– Почему нельзя открыть карту в терминале? – спросил Митра и показал очки. Его плексы были дорогими чистыми. В отличие от моих гогглов.
– Вам же, кажется, нужна настоящая карта? Или я зря приехала? – Ника соединила двумя короткими ветками восточную и западную часть метрополитена и вопросительно взглянула на меня. – Где пропал состав?
Я указал приблизительное место на карте, где тонкие серые линии обозначали мост.
– А точнее?
– Первая треть туннеля.
– Я поняла. Подойдите поближе. Оба.
Ника быстро водила карандашом как указкой по сплетению туннелей и линий и в ее голосе слышались отголоски легкой гордости, словно все это она строила сама, а не просто бродила в темноте и грязи в их недрах в свои девятнадцать – или сколько ей там – лет.

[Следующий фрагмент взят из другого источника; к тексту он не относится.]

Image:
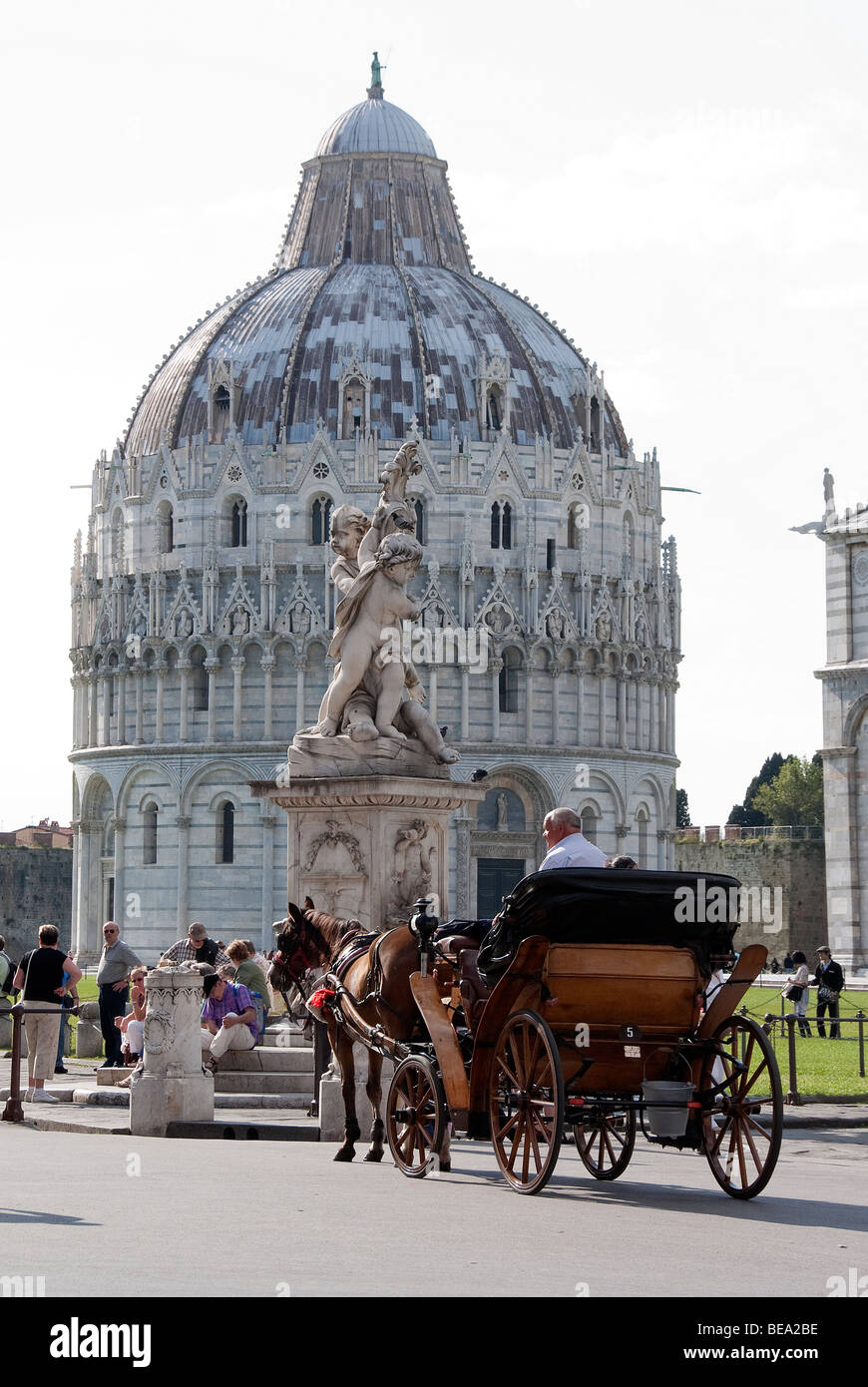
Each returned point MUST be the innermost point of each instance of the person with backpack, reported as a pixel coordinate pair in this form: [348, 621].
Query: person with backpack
[7, 971]
[829, 981]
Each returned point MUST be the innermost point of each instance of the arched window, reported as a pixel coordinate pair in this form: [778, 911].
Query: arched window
[320, 520]
[226, 834]
[166, 527]
[418, 504]
[238, 525]
[494, 408]
[627, 543]
[588, 820]
[508, 683]
[220, 412]
[643, 835]
[199, 680]
[117, 536]
[354, 408]
[149, 856]
[501, 526]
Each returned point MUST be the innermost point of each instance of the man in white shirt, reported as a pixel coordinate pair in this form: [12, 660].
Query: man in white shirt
[566, 843]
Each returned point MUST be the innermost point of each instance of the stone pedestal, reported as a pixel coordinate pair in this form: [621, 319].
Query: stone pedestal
[367, 846]
[88, 1034]
[173, 1085]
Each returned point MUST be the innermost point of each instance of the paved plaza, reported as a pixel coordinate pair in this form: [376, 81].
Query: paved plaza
[96, 1213]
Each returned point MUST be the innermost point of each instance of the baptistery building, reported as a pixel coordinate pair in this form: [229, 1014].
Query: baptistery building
[203, 602]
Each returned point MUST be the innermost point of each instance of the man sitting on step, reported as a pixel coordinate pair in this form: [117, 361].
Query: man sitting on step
[229, 1020]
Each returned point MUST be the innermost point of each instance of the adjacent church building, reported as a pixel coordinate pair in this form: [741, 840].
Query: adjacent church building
[845, 724]
[202, 596]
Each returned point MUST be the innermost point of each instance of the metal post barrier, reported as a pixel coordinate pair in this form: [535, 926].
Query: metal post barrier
[793, 1098]
[13, 1112]
[322, 1052]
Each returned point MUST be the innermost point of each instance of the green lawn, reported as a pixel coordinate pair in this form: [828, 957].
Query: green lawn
[821, 1066]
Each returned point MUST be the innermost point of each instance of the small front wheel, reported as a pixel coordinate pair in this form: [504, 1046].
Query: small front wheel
[605, 1142]
[415, 1117]
[526, 1102]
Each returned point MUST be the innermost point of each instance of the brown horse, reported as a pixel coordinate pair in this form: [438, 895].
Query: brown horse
[380, 985]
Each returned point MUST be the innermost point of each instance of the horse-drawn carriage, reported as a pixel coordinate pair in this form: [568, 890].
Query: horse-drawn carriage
[588, 1010]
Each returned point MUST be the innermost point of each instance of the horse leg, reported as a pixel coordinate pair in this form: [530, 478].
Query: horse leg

Про метро Яндаша каждому было известно только то, что его закрыли три года назад и теперь там обосновались ночные клубы, подпольные ринги, мелкие и крупные лавки, торгующие не совсем легальными вещами, кабинеты подпольных лекарей и все прочие, кто был согласен делиться выручкой с триадами и дельцами Агатового рынка. Чем менее законным был этот бизнес, тем глубже от погружался в туннели. Если, конечно, для Яндаша и Сиболии вообще приемлемо это слово – законность. То немногое, что осталось – вестибюли, превращенные в подземные переходы. Вечно грязные и суетливые, в которых можно было купить практически что угодно. Словно Хризантема, только в реальности.
После теракта неолуддистов, когда была взорвана целая станция, метро закрыли сначала временно, а потом и вовсе перевели пассажирский поток на надземный монорельс. С каждым месяцем надземная сеть становилась все разветвленнее, а желтые ленты на вестибюлях метро успели побледнеть от дождей и солнца. Когда в них появились первые неоновые вывески магазинчиков, салонов татуировщиков и латинских «FM» в красном треугольнике, означающих, что тут можно найти бордель, стало понятно, что движение подземки вернется вряд ли в скором будущем.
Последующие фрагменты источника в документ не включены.